Designing an ML-family language on top of TypeScript: import and export syntax

Jul 18, 2022

Importing code from other files is a vital part of any language with the intention of being more than a simple script. Even with simple scripts, it’s often important to reuse other code. Imports might take the form of inlining code into a single generated file, or they might be more dynamic and done at run time. This is the exploration that led to Derw’s import syntax. We will only briefly touch on dependency management, but focus on the syntax within code itself for imports.

Terminology

An item is something defined within the current language: functions, types, constants, and macros.
Package is a collection of files compose a defined collection of items.
The scope is the collection of items that are accessible in the current file
Namespace is the current scope. This is typically items defined within the current file, but can also be populated by importing items from other files.
An import is a definition informing the current file to load content from another file.
A module is a singular file within a package.

Note that behaviors in other languages and frameworks might differ from those stated here, but an attempt to be accurate to current standards was made.

What other languages do

One of the oldest import syntaxes that is still in use is C’s. With C, you can use header files to provide the function signatures, constant values, types, and macros through the #include directive. C allows you to either look up system-wide dependencies with the #include <file> directive, or local headers with the #include “file”. There’s workarounds with the pre-processor to ensure that imported definitions are only evaluated once. Through macros it is also possible to selectively import different headers - for example, when you want to include different files based on the platform being targeted.

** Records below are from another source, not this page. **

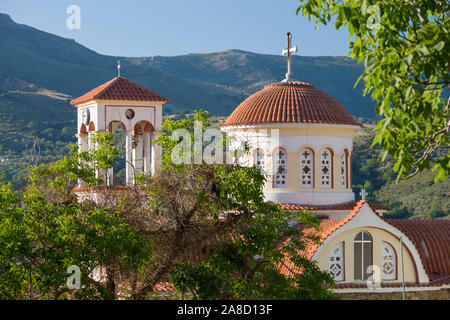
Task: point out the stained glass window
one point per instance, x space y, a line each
336 262
389 262
326 161
280 168
307 168
258 160
362 255
344 170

The use of macros leads to C being statically compiled but having a very flexible import system that might seem dynamic — they can be conditional. So while imports are not evaluated at runtime, it’s possible to have a single codebase with quite different implementations per platform. Linking plays an important factor here too: it is possible to either have dynamic linking, where system-wide dependencies are shared between multiple sources and looked up at runtime, or static linking, where all files are combined at compile time to generate a static binary with no external dependencies. Dynamic linking is useful for saving space and allowing for dependencies to be updated without needing to recompile the binary. Static linking is good for avoiding problems with dependencies meaning that the binary can be distributed as-is without needing to include instructions for dependencies.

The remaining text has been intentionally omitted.